This March 15th, Supreme Court Justice Ruth Bader Ginsburg would have been 88. Over the last year of her life, she and I collaborated on a book for young readers, RBG’s Real Wonder Women: Brave and Brilliant Jewish Women to Inspire Everyone, which comes out in September. Although it is about 33 amazing women, the late justice, who died after completing her part of the book, is the true star of the book.
In the months since her death, I have come to believe that that the United States needs a national RBG Day. Yes, an actual federal holiday with all the trimmings, not just a monument as recently has been suggested by a group of women lawmakers in the House and Senate.

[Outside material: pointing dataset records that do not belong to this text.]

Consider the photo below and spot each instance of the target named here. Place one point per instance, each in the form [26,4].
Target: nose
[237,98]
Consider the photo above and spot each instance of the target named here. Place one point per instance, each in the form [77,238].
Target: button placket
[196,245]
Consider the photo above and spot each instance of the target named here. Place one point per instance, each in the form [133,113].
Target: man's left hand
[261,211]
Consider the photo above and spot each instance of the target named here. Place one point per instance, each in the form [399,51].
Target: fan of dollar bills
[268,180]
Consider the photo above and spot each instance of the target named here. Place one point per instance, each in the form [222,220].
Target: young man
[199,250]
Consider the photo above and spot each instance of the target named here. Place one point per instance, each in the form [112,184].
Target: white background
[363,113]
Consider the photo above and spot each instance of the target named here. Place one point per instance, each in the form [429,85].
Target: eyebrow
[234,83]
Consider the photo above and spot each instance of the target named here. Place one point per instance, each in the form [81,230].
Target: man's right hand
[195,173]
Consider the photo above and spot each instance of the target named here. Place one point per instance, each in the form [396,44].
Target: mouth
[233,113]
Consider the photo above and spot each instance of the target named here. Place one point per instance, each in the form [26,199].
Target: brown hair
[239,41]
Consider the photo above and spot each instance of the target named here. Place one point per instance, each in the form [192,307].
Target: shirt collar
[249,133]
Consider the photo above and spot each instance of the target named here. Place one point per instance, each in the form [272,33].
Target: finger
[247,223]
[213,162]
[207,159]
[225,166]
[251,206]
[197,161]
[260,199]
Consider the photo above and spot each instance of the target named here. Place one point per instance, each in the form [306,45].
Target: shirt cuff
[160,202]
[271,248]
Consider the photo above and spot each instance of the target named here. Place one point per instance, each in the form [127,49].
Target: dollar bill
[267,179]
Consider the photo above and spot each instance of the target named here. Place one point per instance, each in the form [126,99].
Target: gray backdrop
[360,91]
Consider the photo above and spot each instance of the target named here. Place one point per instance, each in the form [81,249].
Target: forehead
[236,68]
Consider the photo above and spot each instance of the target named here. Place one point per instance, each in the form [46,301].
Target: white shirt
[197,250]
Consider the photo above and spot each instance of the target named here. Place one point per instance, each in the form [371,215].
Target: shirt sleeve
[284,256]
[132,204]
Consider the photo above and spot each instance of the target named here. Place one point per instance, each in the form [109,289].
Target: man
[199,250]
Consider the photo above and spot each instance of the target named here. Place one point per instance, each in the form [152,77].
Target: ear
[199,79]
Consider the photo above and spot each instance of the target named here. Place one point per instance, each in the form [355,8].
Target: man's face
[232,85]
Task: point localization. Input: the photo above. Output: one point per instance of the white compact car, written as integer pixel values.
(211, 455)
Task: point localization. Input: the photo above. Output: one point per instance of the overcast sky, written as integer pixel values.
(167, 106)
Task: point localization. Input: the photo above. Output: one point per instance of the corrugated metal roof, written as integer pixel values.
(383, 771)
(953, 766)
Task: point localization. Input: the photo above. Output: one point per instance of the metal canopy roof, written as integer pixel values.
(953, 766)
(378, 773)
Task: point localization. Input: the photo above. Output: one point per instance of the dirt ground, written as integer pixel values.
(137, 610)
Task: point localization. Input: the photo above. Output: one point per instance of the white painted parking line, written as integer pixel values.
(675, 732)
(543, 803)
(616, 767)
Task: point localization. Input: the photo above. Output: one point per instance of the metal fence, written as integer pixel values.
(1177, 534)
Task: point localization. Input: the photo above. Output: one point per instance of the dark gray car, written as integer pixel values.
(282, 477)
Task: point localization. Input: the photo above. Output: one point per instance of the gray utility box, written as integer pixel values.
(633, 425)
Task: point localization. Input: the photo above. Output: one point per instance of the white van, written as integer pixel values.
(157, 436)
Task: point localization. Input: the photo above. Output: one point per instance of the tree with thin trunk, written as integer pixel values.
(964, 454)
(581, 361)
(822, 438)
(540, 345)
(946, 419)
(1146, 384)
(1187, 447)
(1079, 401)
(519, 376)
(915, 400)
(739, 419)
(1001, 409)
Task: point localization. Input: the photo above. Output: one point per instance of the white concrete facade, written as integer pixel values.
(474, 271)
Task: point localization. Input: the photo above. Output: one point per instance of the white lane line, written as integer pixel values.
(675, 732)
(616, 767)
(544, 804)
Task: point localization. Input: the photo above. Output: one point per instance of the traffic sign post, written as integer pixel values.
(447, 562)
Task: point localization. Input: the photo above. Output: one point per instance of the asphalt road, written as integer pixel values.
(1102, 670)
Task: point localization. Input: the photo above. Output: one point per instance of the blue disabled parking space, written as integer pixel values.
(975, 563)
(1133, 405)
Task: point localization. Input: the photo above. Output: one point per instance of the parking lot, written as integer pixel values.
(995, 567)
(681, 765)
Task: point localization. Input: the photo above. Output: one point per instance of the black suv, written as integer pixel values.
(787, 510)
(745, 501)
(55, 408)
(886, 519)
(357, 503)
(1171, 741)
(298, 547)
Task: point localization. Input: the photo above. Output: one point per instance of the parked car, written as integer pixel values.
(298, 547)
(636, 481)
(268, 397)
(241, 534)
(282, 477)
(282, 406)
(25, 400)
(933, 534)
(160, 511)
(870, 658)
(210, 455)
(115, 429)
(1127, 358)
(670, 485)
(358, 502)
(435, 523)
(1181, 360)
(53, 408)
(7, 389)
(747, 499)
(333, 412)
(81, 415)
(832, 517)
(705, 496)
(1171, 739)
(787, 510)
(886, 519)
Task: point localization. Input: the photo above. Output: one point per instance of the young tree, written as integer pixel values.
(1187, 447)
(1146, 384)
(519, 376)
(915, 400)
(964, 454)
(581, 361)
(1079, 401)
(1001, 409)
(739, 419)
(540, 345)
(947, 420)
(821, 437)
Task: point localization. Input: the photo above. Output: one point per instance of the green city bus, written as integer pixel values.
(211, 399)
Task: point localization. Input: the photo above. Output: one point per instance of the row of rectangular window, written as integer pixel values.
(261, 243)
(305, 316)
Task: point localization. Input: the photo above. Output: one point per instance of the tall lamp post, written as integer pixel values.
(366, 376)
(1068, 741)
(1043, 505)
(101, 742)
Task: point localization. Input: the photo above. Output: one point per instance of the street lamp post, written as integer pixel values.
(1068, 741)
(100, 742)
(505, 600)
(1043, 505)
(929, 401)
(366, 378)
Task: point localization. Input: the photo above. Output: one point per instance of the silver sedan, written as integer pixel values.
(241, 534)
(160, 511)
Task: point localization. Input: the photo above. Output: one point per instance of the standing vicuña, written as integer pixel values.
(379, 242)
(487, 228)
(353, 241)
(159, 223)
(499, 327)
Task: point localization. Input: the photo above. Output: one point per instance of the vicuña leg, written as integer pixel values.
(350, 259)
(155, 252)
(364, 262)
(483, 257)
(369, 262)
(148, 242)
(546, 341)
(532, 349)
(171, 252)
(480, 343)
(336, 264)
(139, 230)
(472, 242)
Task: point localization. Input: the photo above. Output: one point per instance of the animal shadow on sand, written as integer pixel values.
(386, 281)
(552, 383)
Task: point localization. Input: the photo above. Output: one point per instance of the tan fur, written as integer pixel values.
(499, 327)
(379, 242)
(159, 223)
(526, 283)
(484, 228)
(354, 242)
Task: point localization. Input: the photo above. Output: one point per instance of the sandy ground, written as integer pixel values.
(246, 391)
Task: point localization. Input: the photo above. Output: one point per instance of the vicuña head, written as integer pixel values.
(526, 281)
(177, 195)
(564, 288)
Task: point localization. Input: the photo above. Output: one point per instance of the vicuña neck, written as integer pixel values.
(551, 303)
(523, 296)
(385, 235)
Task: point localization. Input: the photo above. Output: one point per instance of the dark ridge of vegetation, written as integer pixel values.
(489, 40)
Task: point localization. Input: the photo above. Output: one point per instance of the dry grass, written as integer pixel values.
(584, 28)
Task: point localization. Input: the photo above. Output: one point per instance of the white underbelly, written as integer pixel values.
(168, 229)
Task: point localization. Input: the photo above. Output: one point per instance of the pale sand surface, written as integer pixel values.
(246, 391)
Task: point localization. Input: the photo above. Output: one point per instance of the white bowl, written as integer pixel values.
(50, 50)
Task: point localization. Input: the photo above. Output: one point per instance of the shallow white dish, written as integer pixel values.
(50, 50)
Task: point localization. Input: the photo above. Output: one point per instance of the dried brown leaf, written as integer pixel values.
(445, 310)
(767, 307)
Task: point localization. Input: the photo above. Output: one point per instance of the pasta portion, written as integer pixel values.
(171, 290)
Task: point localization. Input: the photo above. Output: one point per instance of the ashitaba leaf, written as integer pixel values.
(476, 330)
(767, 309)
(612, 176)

Monuments are meaningful, but you have to go to a monument. Holidays come to you.
Here are some of the reasons why we need an official day to remember Justice Ginsburg. Let me start with the most obvious. Her birthday is March 15th, which just happens to be in the middle of women’s history month and a week after International Women’s Day, making it the perfect time for Americans to remember her accomplishments. I say remember, but I am pretty sure if you ask most of us what her accomplishments were, we won’t be able to articulate them beyond fighting for women’s rights, being the second woman to serve on the U.S. Supreme Court and, of course, becoming a cultural icon/”rock star” in her later years.
Really, March 15 is a perfect teaching moment to come to better understand what Ruth Bader Ginsburg accomplished in the 1970s before she became a judge. She blazed a legal path for women to finally become first class citizens . Until she brought and won her cases before the Supreme Court, women could vote—thanks to the hard-won 1920 Nineteenth Amendment—but remained second-class citizens. By basing women’s rights on the Equal Protection Clause of the Fourteenth Amendment, which was originally meant to cover newly freed slaves, she made U.S. law fairer—not just for women but for men and families as well. Her achievements are especially important since an Equal Rights Amendment has never been ratified.
Justice Ginsburg wasn’t the only person responsible for this, but she invented this approach (although she still felt an equal rights amendment was necessary), crafted the arguments and argued the cases. To me, this makes her a national hero along the lines of President Abraham Lincoln and Civil Rights leader Martin Luther King, Jr. and she deserves a federal holiday. She should, like these two men, be forever celebrated as a person who changed the course of American history for the better. There is no federal holiday named for a woman; why not name the first for her? What she accomplished was not easy, and her bravery and persistence were remarkable.
In her later years, Justice Ginsburg became a role model to the nation—at a time when we were in desperate need of role models. We still are, all of us, but our kids in particular. And if we establish a holiday to remember her, her life has a greater chance of being a positive influence on future generations. And we should celebrate her not only for her achievements but for the way she lived her life. She overcame deeply ingrained societal gender discrimination with a combination of grace and forthrightness; had a great marriage and partnership with her husband, Marty Ginsburg; she was a caring mother, grandmother and aunt. She was a voracious reader and learner, and took great pleasure in music, particularly opera, fashion and the arts. Perhaps most telling, although she experienced a string of serious health issues, she did not let illness—or age—define her. She worked out and lifted weights with her personal trainer, and continually took on new challenges.
Her methods to bring about change are also worth celebrating. She always kept her eye on the long game. She’s famous for her statement that “sometimes you have to be a little bit deaf,” wise counsel she learned from her mother-in-law. Justice Ginsburg frequently chose not to fight every little battle or even every slur. When you are in the business of being a pathmaker, this is a lesson worth weighing in the balance, at least, against the current mode of sifting every utterance, even by an ally, for signs of inadequate purity.
A federal holiday named for Justice Ginsburg would also remind us annually of the struggle for women’s rights in this country and, even more important, that women do not yet have blanket coverage for equality in the U.S. Constitution. I know history has a way of melting away, but I have been astounded in interviews I have conducted with young people by the extent to which most of them are unaware of both these facts—how recently they achieved full rights and how much there still is to do. An RBG Day could serve as an occasion for schools, conferences, articles and public discussions of how visionaries like her actually bring about change.
Justice Ginsburg often said that there was no reason not to have nine women on the Supreme Court. “People ask me,” she once told me, “’When will there be enough?’ and I say, ‘When there are nine.’ There have been nine men forever and nobody is doing anything about that.” I think she was quite serious. So I suggest that we mark RBG Day until the time when all the seats on the high court are filled by women, a super-majority of women in the House and Senate, and a female president, all at the same time. Once we achieve all these milestones, that then we can either keep RBG Day to remember the long path to gender equality, or we can abolish it. At that point, her work will be done.